Man and the island

The Wadden Sea

Human occupation on the Wadden islands has always been a struggle against the elements. Because the islands are formed mostly from sand deposited over millennia by the rising North Sea and the rivers IJssel, Eems, Wesel and Elbe, the shape of the islands was not fixed. The western wind blows the sand from the beaches and dunes towards the east. At the same time tidal forces and the flow of rivers had an impact on the movement of the islands. In the last decades however, because of the closing off of the IJsselmeer (the outlet of the river IJssel), these patterns of sedimentation have changed. A possible future scenario is the silting up of parts of the Wadden Sea.

During the early middle ages lower parts of the islands were prone to flooding. As a result the first settlements (mainly farms operated by monks) were constructed on overgrown higher ground and on artificial mounds (terps). During the middle ages, several dikes were constructed to the south of the villages. In the following centuries these dikes proved insufficient to keep the whole area dry. Some settlements had to be abandoned, and in 1602 the Strieperdijk was constructed as a more solid defence barrier. After the flood of 1825 an even stronger sea dyke was constructed.

The planted woodlands

At the northern side of the island the dunes remained free to accumulate over the centuries, and to move in a dynamic way. To stop the dunes from encroaching on the villages in the polder to the southeast, the sand was fixated in the early 20th century by planting pine trees on a thin layer of peat that was imported from the mainland. The trees are spread wide apart, because their roots are superficial. During a storm many topple. The artificial stabilisation of the dunes could possibly lead to an unstable slope on the polder side. Lately,to the northwest of the polder trees have been removed to let the dunes move more naturally.

Salt water pressure

To keep the polder dry at all times, precious water has to be pumped into the sea. By pumping out polder water, the fresh water reserve under the island is shrinking.

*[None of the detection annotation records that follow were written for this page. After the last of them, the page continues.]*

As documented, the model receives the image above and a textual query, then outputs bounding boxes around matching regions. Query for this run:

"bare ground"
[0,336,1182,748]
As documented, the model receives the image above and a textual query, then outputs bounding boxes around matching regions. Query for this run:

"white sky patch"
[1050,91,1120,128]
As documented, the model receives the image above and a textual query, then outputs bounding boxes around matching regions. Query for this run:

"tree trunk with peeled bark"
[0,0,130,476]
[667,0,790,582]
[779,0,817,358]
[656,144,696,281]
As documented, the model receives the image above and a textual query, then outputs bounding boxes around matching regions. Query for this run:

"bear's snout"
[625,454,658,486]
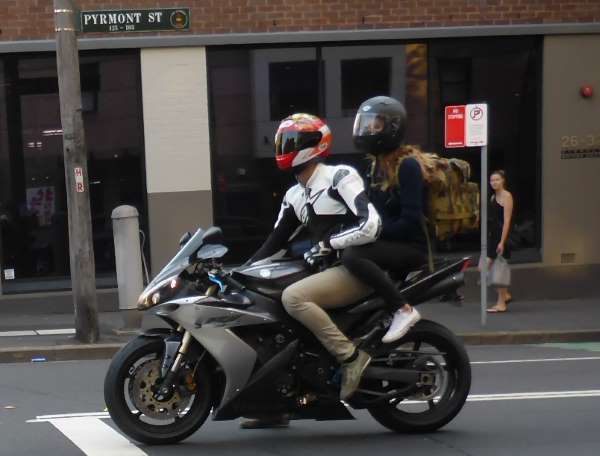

Due to the depth of the fields in the polder along the sea dyke, in relation to the seawater level, there are already some places where the soil is turning saline. Rising seawater levels could mean that without some kind of interference, the polder will eventually become too salty for dairy farming and in the end even flood.

This can be prevented by several interventions. One of them is to speed up sedimentation. This is done by wooden poles placed at certain locations just outside the island. In this way new land is created for marine birds outside of the current island. This way the salt water pressure is diminished.

The harbour of the island is kept at depth by an artificial current that is induced by a small breakwater to the southeast of the harbour. During high tide, water flows over the breakwater. During low tide it can only leave through a narrow gully at the harbour entrance, taking out sediment.

A controversial solution to maintain the polder for farmers as well as birds could be to use a similar construction in uninhabited sections. By letting the seawater into such a chamber at high tide, new sediment accumulates in the polders that are currently below seawater level. In some decades the problem of salt-water pressure on the agrarian land could be resolved.